A follow-up Healy article looked at other elite universities who capped their honours in a more appropriate manner. Harvard seemed to budge. For the next four years, I and several of my peers blamed a grade inflation crackdown on our supremely average transcripts, though general laziness was the more likely culprit.
I suppose T.S. Eliot might have been lazy too, and clearly never suffered for his poor grades. I suspect, however, that the curriculum he faced was simply much more demanding. Looking over the transcripts of Alain Locke and Horace Kallen (the subjects of my dissertation) as well as several of their peers who attended Harvard between 1900-1910, I see a ton of language study (which is frequently more intense than your typical lecutre course), mostly full year courses, and often heavier course loads.

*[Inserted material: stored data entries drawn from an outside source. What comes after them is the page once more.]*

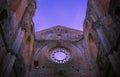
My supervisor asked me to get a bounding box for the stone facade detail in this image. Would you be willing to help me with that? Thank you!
[31,26,90,77]
[0,0,36,77]
[0,0,120,77]
[84,0,120,77]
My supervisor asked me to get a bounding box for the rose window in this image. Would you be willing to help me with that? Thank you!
[50,48,71,64]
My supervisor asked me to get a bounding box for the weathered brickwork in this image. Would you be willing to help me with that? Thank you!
[31,26,90,77]
[0,0,36,77]
[0,0,120,77]
[84,0,120,77]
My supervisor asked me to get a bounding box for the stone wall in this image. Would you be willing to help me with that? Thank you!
[1,0,120,77]
[35,26,83,41]
[31,26,91,77]
[84,0,120,77]
[31,40,90,77]
[0,0,36,77]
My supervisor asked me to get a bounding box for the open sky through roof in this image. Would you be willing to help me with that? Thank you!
[33,0,87,32]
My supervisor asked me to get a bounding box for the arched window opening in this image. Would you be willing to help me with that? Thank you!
[34,61,39,69]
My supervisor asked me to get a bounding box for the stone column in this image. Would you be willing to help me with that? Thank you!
[93,21,111,53]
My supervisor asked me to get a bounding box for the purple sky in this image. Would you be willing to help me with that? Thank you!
[33,0,87,32]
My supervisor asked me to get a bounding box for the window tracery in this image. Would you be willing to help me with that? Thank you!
[50,48,71,64]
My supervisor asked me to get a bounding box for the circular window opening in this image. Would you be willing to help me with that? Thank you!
[50,48,71,64]
[54,52,66,60]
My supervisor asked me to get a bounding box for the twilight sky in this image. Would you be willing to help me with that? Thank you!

When looking at Locke’s philosophy assignments in college, I was struck by how similar they appeared to work we could receive today. Of course, philosophical questions are supposed to be timeless, but I wondered why students doing similar work 100 years ago received much lower grades on average?
One reason might be financial. Students like Locke and Kallen, who did not come from the upper crust of American society, often had to apply for scholarships to help fund their stay every year. No “need-blind” admissions” and guaranteed financial aid for them. As a result, you saw more and more students opting to graduate a year early, as both Kallen and Locke did, rather than soak up the Harvard experience, as seems more commonly the case today (I see this much more at NYU, which has worse financial aid and less of a campus life, than I did it Harvard). Indeed, Kallen petitioned to graduate early because he needed to finish college to help support his family. He lived two of his undergraduate years in Boston’s Civic Service House, where he volunteered and helped teach recent Jewish and Italian immigrants. The wealthier students lived on Harvard Yard or similarly close to campus, and had a much easier time getting to and from class.
Still, Kallen somehow managed to graduate magna cum laude, or so he noted several years later, though the award did not appear on his original transcript. Locke’s grades were better, and far better than his classmate Van Wyck Brooks‘s, whose transcript is littered with C’s and D’s. While some people I investigated got really good grades, like future logician Henry Sheffer, most of the transcripts I’ve examined (hardly a random sample, but still interesting) were thoroughly average. Which is probably as it should have been.